1 - Premiers pas
Voyageurs, vous voilà dans un autre jardin
Que les siècles n'ont pu, de leur étique paume,
Altérer sous notre œil ténébreux et badin,
Eternelle béance, irrésistible pomme.
Le dos nu des amants s'unit au magnolia
Célébrant leur amour et les fleurs immortelles
Comme l'Eléonore ou la belle Ophélia,
La Jeanne et l'Aglaé, femmes et demoiselles.
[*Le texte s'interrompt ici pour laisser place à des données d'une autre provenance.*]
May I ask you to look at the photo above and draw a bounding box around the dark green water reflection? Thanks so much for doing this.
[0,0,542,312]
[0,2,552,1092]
Et dans cette nature, un poète discret
La prolonge en nos chairs, lits des anges d'un monde
Où les dieux n'ont su taire un si précieux secret,
La prolonge en ruisseaux, en buissons près de l'onde.
Tant de plaines, d'avens, de cimes à fouler !
Je suis un voyageur sur le corps d'une femme
Qui ne cueille que l'âme afin de l'étoiler
De tout ce que j'aurai forgé dans cette flamme.
Les mots peuvent porter le vice et les pêchés
En les couvrant d'oeillets, de raisins et de conques,
Mais jamais de ces poux qu'auront les gueux lachés,
Je les laisse aux esprits des profanes quelconques.
Si de l'ange l'on prend la parfaite blancheur,
Du beau diable pourtant l'on peut prendre les cornes,
Pour écrire ces vers de trompeuse candeur,
Ennemis des amours insipides et mornes.
Je longerai les flancs pour atteindre les rus,
Traverserai la lande et les gorges soyeuses,
Loin des bourgs saturés de tous ces malotrus
Enfourchant les catins sur les meules joyeuses.